- Born: Therese Steinhardt October 2, 1896
- Died: April 2, 1948 (aged 51)
- Known for: Painting
- Spouse: William Rosenblatt ​ ​(m. 1920⁠–⁠1948)​

= Therese Steinhardt Rosenblatt =

American painter

Therese Steinhardt Rosenblatt (1896-1948), known professionally as Therese Steinhardt, was a 20th-century American painter. In 1948, the Metropolitan Museum of Art purchased her painting, "Lest We Forget"
 A work by the same name and artist was sold at auction in September 1993.

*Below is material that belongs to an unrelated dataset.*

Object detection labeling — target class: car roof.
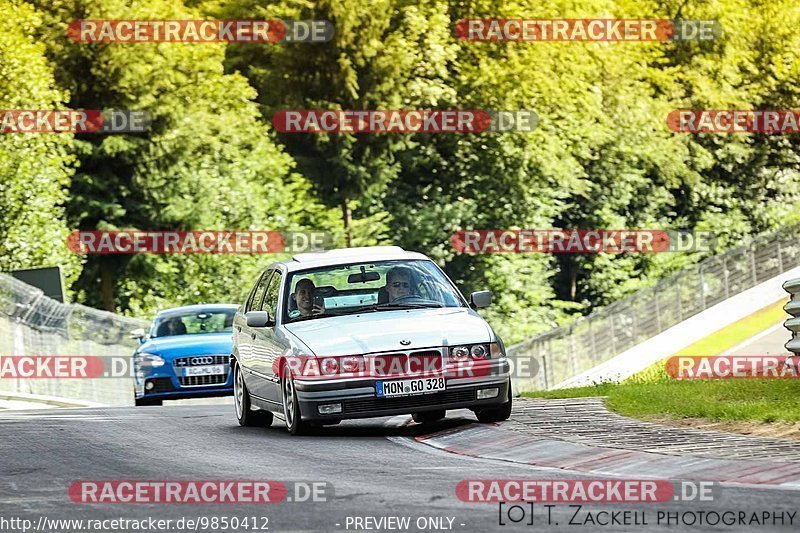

Steinhardt's first show was at the Edward Milch Gallery in New York City from 3 January to 13 January 1945. Writing in the New York Times, Howard Devree remarked on her works' "soundness and restraint," noted "suggestions of the Miller manner," but also "a distinct personal note to all her paintings." His verdict labeled it, "An unusually good first show." The show was extended beyond its initial closing date.

== Personal life ==

Born Therese Steinhardt, October 2, 1896, third child of Adolph Steinhardt and Addie Untermyer, the sister of Samuel Untermyer. Therese was the younger sister of Laurence Steinhardt. She married William Rosenblatt on October 6, 1920. They had three sons: Robert, Richard, and Peter. She died April 2, 1948.